# Fan Problems



## Mullet (Dec 27, 2006)

Hey,

I have a demontek case with 4 80mm case fans. One case fan is different from the 3 others , this fan seems to to be grinding and not pumping as much air as the others. Every so Often my computer makes an extremely large whinning noise. At first i thought this was the fan grinding but it didnt seem to be because when i un hooked the fan it made the noise. I think that the computer is overheating. I noticed that when i opened the case and moved the power connector for the "fan in question"" it knocked out power to all 3 other fans. All in all im really confused/ frustrated. This only does it every so often and when i leave it off overnight it seems to be okay the next day. Im wondering if this one fan causes the others to short out and in turn over heat the mobo or short it out or something like this. Tommorow once it cools im gonna un hook the fan and see how it goes. IM basically wondering if you guys have some insight into this problem that i dont. IM not extremely experienced in computers. I also hope this is in the right forum.

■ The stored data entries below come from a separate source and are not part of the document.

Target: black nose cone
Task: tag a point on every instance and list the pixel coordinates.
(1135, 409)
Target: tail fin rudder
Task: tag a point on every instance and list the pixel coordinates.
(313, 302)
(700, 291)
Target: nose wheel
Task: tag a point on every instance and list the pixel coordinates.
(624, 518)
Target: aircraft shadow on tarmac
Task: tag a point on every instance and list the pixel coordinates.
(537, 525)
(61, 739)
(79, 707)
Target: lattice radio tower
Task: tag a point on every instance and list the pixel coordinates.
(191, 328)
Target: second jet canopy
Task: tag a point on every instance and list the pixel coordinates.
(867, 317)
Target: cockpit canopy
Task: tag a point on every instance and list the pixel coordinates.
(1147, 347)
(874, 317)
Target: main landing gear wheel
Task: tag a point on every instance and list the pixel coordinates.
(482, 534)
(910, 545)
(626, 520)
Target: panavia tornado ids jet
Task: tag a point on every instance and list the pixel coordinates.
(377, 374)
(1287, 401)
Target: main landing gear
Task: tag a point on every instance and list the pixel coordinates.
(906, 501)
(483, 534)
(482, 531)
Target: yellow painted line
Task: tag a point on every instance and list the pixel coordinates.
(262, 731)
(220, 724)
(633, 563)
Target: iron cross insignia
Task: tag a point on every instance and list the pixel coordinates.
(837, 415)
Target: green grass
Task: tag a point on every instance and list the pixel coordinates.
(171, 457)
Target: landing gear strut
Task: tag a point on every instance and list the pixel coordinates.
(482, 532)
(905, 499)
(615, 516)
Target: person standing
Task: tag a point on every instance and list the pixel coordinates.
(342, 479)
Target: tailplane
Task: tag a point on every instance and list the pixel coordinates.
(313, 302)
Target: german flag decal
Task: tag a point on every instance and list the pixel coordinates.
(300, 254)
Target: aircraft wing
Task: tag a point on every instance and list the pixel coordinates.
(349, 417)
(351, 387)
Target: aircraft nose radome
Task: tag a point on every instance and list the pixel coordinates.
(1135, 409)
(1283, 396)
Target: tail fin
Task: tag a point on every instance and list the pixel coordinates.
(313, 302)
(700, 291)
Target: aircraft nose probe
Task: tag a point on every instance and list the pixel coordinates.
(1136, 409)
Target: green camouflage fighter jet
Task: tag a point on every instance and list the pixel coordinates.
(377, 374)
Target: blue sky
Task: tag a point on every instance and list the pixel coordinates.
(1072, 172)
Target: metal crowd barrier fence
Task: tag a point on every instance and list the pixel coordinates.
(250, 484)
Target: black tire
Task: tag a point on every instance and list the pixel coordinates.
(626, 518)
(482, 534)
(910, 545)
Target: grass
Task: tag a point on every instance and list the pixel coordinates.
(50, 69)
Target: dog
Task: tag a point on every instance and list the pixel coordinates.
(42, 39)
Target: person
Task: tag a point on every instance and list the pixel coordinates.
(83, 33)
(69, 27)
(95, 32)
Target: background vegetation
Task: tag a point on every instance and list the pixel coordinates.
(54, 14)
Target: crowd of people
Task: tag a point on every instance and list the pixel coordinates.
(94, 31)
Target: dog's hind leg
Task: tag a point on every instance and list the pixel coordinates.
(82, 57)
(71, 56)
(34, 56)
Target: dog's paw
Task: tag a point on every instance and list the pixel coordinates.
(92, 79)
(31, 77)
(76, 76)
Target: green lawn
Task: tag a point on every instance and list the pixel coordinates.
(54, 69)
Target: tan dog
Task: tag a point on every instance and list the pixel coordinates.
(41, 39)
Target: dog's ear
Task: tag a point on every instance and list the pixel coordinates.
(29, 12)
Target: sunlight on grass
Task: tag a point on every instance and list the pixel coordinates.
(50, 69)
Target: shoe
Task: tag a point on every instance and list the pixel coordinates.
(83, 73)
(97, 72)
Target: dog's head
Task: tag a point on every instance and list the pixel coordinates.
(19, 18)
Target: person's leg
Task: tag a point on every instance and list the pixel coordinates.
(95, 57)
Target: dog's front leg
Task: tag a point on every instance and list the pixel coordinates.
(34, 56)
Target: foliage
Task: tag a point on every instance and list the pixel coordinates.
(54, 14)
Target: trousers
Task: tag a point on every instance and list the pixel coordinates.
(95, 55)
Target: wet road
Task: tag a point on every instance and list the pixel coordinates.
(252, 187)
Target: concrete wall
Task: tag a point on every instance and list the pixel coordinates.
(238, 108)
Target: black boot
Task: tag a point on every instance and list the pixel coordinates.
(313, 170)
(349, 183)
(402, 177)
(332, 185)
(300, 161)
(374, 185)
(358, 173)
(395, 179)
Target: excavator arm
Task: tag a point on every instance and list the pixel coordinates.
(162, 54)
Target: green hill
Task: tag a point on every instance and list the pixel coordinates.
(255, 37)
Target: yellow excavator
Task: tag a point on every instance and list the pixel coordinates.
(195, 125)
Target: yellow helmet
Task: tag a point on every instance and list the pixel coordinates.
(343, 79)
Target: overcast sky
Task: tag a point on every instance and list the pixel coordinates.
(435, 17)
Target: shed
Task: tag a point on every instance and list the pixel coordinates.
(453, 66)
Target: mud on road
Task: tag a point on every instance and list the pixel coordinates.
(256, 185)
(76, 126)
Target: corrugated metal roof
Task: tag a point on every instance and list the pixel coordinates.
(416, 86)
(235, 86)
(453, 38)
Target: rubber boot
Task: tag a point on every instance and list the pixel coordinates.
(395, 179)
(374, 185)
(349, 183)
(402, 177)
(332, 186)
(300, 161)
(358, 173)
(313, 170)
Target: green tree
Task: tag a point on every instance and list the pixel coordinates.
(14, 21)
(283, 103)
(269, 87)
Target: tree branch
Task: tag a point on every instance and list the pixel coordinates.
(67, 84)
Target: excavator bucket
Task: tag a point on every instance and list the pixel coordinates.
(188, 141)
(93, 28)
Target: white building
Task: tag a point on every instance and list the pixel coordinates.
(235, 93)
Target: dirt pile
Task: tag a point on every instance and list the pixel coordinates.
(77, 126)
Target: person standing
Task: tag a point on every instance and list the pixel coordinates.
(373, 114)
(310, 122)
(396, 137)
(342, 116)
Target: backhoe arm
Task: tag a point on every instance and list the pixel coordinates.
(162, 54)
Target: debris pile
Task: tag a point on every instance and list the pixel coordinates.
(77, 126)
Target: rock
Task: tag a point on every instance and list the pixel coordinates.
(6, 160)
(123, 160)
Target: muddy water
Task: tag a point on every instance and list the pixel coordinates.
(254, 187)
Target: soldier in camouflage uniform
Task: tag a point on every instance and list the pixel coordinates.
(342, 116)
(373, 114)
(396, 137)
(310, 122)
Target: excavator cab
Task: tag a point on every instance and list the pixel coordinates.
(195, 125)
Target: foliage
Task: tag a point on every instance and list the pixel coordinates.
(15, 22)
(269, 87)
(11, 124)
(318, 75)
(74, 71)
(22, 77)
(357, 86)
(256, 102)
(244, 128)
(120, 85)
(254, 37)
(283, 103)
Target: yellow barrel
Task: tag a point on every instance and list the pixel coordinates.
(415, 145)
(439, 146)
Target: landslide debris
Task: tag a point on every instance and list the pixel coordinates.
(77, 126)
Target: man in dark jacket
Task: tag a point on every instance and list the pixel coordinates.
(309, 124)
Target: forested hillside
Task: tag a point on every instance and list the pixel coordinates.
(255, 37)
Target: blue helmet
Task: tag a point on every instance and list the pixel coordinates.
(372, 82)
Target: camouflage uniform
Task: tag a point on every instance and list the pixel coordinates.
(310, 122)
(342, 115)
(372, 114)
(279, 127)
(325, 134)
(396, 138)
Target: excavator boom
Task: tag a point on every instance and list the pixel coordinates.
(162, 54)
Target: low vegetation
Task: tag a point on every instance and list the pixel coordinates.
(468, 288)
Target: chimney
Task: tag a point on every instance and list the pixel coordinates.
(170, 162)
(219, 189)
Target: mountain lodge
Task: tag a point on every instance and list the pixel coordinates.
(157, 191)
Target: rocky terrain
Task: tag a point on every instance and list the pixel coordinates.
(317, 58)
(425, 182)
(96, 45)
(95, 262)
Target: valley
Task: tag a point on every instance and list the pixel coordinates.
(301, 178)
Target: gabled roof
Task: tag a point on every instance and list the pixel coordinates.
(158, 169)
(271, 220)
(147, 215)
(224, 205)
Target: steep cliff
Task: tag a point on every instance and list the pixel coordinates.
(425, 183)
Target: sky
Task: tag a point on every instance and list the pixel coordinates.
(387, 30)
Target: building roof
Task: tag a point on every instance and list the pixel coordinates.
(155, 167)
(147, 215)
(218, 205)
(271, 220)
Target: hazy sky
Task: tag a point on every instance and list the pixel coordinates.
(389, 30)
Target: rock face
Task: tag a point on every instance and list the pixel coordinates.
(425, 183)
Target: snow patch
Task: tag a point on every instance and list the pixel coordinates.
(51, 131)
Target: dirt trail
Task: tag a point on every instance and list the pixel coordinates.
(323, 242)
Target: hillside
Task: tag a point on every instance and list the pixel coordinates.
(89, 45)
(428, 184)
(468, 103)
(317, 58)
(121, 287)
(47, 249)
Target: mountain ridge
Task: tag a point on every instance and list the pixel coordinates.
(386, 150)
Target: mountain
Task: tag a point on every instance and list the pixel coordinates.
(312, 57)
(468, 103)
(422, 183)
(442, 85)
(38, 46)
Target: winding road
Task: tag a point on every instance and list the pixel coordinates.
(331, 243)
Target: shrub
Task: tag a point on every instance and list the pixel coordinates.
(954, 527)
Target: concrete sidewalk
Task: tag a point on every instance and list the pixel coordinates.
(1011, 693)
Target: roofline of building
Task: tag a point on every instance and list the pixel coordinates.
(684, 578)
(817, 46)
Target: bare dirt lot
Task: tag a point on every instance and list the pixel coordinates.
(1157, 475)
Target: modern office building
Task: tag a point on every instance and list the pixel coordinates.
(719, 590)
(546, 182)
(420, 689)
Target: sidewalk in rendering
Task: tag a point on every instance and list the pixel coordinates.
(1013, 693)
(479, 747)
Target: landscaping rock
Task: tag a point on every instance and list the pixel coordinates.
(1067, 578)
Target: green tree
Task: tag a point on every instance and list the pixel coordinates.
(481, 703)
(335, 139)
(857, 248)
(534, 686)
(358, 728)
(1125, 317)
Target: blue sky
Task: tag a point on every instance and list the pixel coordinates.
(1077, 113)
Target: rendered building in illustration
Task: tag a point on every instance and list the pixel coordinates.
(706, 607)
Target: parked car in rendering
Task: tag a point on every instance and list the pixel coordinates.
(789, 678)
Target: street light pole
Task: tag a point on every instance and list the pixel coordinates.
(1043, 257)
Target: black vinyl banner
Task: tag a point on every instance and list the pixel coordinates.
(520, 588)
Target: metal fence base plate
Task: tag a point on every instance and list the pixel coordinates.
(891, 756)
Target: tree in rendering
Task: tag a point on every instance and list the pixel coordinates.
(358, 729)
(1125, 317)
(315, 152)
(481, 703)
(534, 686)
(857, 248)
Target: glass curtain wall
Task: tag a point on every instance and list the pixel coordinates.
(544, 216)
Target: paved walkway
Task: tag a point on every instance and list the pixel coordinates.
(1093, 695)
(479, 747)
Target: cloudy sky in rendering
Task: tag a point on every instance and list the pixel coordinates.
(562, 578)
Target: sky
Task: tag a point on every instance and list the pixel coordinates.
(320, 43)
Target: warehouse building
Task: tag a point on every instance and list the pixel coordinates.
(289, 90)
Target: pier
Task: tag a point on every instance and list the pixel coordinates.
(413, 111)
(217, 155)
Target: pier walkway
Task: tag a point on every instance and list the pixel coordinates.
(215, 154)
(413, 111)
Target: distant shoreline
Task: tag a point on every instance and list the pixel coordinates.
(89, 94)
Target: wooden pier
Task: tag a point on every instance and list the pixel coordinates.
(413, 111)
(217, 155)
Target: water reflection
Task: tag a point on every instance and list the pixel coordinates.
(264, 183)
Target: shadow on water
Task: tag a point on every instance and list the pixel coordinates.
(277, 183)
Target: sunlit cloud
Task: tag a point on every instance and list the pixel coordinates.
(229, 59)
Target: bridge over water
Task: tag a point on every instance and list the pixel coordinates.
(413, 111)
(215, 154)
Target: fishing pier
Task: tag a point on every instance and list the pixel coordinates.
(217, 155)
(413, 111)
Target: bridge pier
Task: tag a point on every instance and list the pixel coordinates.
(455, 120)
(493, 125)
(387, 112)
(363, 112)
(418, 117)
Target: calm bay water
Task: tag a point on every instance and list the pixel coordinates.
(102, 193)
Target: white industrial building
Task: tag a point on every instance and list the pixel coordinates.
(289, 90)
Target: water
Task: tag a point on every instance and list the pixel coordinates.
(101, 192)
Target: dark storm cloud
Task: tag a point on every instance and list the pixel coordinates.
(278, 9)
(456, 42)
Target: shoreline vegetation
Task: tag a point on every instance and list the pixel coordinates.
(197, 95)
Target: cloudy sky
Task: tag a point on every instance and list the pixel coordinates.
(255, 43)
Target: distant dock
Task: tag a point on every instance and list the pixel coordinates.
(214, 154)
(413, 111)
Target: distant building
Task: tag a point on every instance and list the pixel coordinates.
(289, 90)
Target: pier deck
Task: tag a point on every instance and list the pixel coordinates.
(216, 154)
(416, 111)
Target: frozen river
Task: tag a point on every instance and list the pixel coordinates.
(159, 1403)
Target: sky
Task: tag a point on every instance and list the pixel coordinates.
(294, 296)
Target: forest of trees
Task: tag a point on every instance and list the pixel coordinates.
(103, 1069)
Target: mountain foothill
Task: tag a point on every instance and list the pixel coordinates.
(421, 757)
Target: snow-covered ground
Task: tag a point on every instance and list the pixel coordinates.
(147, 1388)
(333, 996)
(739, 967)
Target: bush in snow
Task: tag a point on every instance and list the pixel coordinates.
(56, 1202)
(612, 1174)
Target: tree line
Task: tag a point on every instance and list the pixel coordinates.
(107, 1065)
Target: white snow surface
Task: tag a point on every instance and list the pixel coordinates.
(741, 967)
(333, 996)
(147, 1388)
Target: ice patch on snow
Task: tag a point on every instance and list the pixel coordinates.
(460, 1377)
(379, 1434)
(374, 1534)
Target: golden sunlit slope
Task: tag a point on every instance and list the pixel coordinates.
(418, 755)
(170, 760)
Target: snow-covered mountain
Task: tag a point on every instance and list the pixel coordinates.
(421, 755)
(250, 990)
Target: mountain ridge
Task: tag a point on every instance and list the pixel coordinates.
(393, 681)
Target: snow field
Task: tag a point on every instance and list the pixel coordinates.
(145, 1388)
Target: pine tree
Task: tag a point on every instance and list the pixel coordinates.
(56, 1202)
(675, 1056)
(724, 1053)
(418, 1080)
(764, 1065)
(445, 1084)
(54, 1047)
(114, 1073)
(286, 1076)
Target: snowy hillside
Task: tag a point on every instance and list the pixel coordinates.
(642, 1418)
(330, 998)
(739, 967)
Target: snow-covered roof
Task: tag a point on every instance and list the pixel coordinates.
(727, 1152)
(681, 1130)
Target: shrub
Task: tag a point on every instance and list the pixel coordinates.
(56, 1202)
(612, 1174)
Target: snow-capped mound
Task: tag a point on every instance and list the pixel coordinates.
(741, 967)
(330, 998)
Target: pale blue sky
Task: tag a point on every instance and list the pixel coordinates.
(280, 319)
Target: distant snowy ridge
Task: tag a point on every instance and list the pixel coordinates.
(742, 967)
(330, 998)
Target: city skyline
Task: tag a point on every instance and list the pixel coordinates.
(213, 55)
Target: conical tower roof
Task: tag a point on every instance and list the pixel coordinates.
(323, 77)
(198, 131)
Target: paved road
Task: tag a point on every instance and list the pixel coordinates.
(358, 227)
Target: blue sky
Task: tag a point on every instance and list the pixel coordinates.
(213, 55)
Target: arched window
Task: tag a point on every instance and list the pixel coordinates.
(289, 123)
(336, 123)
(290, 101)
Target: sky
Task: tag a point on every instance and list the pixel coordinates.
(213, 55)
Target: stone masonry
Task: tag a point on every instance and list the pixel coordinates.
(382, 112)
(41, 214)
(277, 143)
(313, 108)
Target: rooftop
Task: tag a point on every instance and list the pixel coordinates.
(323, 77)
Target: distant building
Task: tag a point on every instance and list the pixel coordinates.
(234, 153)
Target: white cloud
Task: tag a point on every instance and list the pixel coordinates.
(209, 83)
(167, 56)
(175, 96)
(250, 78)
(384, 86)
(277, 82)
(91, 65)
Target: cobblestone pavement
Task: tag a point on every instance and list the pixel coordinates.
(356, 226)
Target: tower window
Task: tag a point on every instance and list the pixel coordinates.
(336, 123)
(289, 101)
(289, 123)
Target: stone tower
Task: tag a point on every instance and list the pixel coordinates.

http://www.tigerdirect.ca/applications/SearchTools/item-details.asp?EdpNo=1435578
http://www.powmax.com/Index.htm <--- i have 3 80mm blue LEd of those. (they work)

The fan in question is an 80mm yate loon fan.

any help would be greatly aprecciated. if this is in the wrong forum can a mod please move it.

thanks alot

mullet


----------



## jamoley (Sep 15, 2005)

quite simply the fan could be knackered, pop out to maplins or even pc world and pick up a new one the same size and try it out, fans are cheap out only bout 7 or 8 euro, one or two of my old fans gave up, so i just replaced em and now my pc whispers


----------



## Doby (Jan 17, 2006)

I had a customers computer one I built have that "extremely large whining noise" and it was intermittent, turned out to be a case fan so unplug each fan one at a time till you find it.

Unplug only case fans no others.

Maybe the case fans are all pluged into one another for power that is why when you moved the one plug they all went out


----------